Bill Murray as Phil Connors in 'Groundhog Day' (Photo: Columbia Pictures/Everett Collection)
"Well, it's Groundhog Day... again," said Phil Connors, played by Bill Murray, in 1993's "Groundhog Day."
February 12 marks the 20th anniversary of the release of the romantic comedy that had Murray reliving the same day over and over again until he finally learned how to be a better man.
The movie, directed by Harold Ramis and written by Ramis and Danny Rubin, was a box-office hit at the time, grossing over $70 million (more than 4.5 times it's budget). But -- much like a day in Punxsutawney, PA -- experiencing the movie repeatedly just makes you appreciate it all the more. "Groundhog Day" didn't receive any major awards or even nominations at the time, but now it is regarded as a modern classic. The American Film Institute placed it on their lists of the best comedies and best fantasy films, and in 2006 it was added to the National Film Registry of historically significant films.
One of the pleasures of watching "Groundhog Day" time after time is trying to put together how all the little pieces of Phil Connors' day fit together. But even if you've seen the movie more times than you can count, there are still some bits about the making of it you might not know...
Rita: What did you do today? Phil: Oh, same-old, same-old.

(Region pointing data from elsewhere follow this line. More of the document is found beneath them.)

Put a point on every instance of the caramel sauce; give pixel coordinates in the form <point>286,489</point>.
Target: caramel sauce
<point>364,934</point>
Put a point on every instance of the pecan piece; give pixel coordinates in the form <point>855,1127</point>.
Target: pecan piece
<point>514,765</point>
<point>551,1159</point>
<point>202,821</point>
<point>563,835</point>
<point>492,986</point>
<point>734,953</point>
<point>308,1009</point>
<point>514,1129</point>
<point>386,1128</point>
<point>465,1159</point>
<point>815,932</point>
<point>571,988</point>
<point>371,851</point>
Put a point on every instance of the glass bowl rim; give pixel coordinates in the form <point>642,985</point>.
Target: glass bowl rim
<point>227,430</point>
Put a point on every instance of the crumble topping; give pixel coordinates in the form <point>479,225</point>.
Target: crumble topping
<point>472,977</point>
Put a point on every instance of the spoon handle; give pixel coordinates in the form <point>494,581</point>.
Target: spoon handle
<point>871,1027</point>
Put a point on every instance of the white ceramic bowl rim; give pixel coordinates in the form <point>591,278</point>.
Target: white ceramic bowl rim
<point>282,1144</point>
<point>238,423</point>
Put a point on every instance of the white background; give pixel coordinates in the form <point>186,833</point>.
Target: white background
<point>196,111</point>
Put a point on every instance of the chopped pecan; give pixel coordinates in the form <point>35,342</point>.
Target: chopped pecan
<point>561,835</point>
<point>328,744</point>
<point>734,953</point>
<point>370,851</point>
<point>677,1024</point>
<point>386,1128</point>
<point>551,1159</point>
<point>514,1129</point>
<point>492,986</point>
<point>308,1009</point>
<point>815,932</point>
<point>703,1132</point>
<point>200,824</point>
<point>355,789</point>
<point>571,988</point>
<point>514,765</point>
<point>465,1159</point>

How long is Phil actually stuck?
There's been some debate about how long Bill Murray’s character is in his looping limbo. Director Harold Ramis originally said 10 years, then revised it to 30-40 years, saying it would take Phil that long to learn everything he does, like becoming an expert pianist (Murray actually had a piano double for the close-ups). But in the original screenplay, he was supposed to be stuck for 10,000 years. He marked each day by reading one page of a book in the library, and eventually read everything in the place.
How did he get stuck?
There was a scene in an earlier draft of the script where Phil had a spurned ex-girlfriend who used a magic spell to curse him. But then Ramis changed his mind and cut the scene in subsequent drafts to leave it unexplained.
How the film was conceived
Writer Danny Rubin says he built the script around the core idea that one lifetime isn't enough. "There are some people, those arrested development-type men who can't really outgrow their adolescence. And I thought, 'Well, maybe one lifetime isn’t enough. Maybe you need more,'" he said in 2010. However, his original script began with Phil already repeating the day and explaining to the audience in voice-over how he got there. When Ramis re-wrote the script, he started the story at the beginning so you could see the first day.